P_scale_first_char =
[0] 0.62183816678155202 double
[1] 0.91106139196208336 double
[2] 0.99007668169839014 double
[3] 1.2020426052137052 double
[4] 1.3096008656256881 double
[5] 1.3712643080249607 double
[6] 1.5634088663186672 double
[7] 1.6817189544649160 double
[8] 1.6963250203077103 double
[9] 1.9281295477496172 double
[10] 1.9418127462353780 double
[11] 2.0234438458996773 double
[12] 2.0540542047979415 double
[13] 2.1488636999462676 double
[14] 2.2798060244386895 double
[15] 2.2798060244386895 double
[16] 2.2798060244386895 double
[17] 2.3660205062350039 double
[18] 2.3840557757150402 double
[19] 2.3840557757150402 double
[20] 2.3840557757150402 double
[21] 2.4066061022686838 double
[22] 2.5584098628550294 double
[23] 2.5584098628550294 double
[24] 2.6690752676624321 double
.. gradually goes up to 4.14
estimate real first char probability
= P(c) * P_scale_first_char(c) =
[0] 0.29127817269875372 double
[1] 0.10526058936313110 double
[2] 0.11394343565337962 double
[3] 0.071180221940886246 double
[4] 0.077150585733949978 double
[5] 0.050184961893408854 double
[6] 0.057026149416117611 double
[7] 0.030330254533459933 double
the effect is to reduce the skewing of the probabilities in the post-word alphabet.
I think this problem space is not fully explored yet and I look forward to seeing more work in this domain in the future.
I'm not convinced that the dictionary building scheme here is optimal. Is there an optimal plural VTF dictionary?
I think maybe there's some space between something like RANS and Tunstall. Tunstall inputs blocks of N bits and doesn't carry any state between them. RANS pulls blocks of N bits and carries full state of unused value range between them (which is therefore a lot slower because of dependency chains).
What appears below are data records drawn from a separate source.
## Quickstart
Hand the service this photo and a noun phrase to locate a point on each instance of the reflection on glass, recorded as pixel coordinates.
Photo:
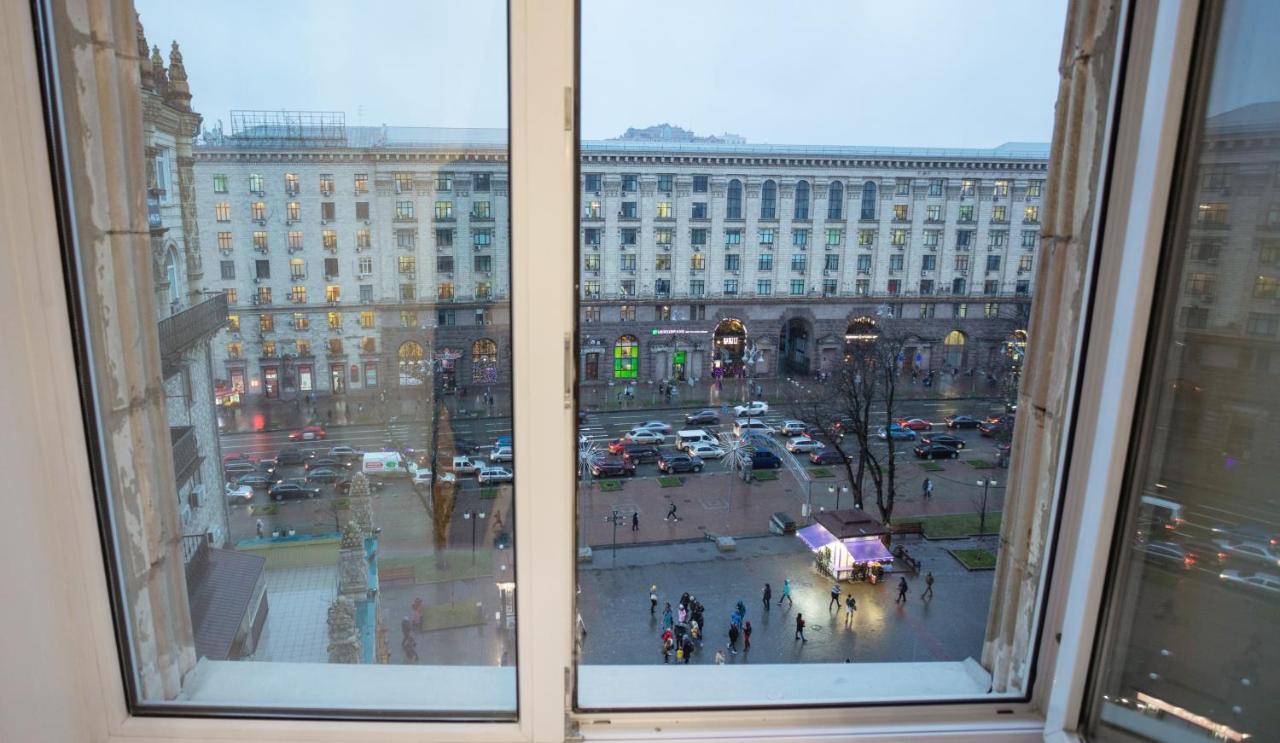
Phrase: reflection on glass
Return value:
(1188, 650)
(333, 308)
(794, 360)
Maybe there's something in between?
Another way to think about this Marlin ending state issue is a bit like an arithmetic coder. When you send the index of a word that has children, you have not only sent that word, you've also sent information about the *next* word. That is, some fractional bits of information that you'd like to carry forward.
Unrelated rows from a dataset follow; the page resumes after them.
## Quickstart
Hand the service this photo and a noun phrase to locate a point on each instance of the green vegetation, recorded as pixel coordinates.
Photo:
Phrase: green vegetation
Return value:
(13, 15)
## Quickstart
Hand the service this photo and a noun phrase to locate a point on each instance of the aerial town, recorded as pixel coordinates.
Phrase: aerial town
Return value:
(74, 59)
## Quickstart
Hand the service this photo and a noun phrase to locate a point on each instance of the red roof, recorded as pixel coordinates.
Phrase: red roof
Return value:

Say you have {W,Wa,Wb} in the dictionary and you send a W. You've also sent that the next word start with >= c. That's like saying your arithmetic coder cumprob is >= (Pa+Pb). You've refined the range of the next interval.
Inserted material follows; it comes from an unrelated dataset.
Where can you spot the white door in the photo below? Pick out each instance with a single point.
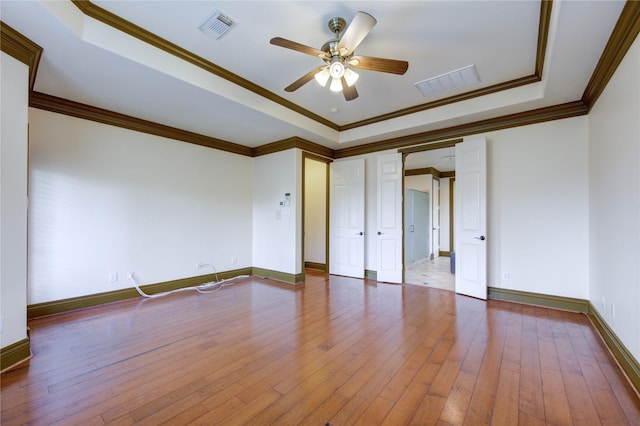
(435, 235)
(471, 218)
(389, 232)
(346, 246)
This could be done with Tunstall by doing the multi-table method (separate tables for state 0,1, and 2+), but unfortunately that doesn't fit in L1.
BTW you can think of Tunstall in an arithmetic codey way. Maybe I'll draw a picture because it's easier to show that way...
I noted this in one of the posts, but I think it bears repeating :
ReplyDeleteThe Marlin probability adjustment is not the only way to handle the tail-cant-be-head exclusion. An alternative that was previously in the literature is to have a separate Tunstall table for each tail exclusion case.
A hybrid approach is also possible & interesting.
When the alphabet is quite skew; the MPS (most probably symbol) has high probability.
In that case you might like to make two Tunstall tables. One where MPS can be the first symbol, and one where it can't. (MPS can't be the first symbol is common and important because it will often be available as a tail symbol). You could then do the Marlin probability adjustment on both of those tables, which would compensate for the non-MPS exclusion cases.
The tail-cant-be-head is similar to the LAM exclusion in LZ77.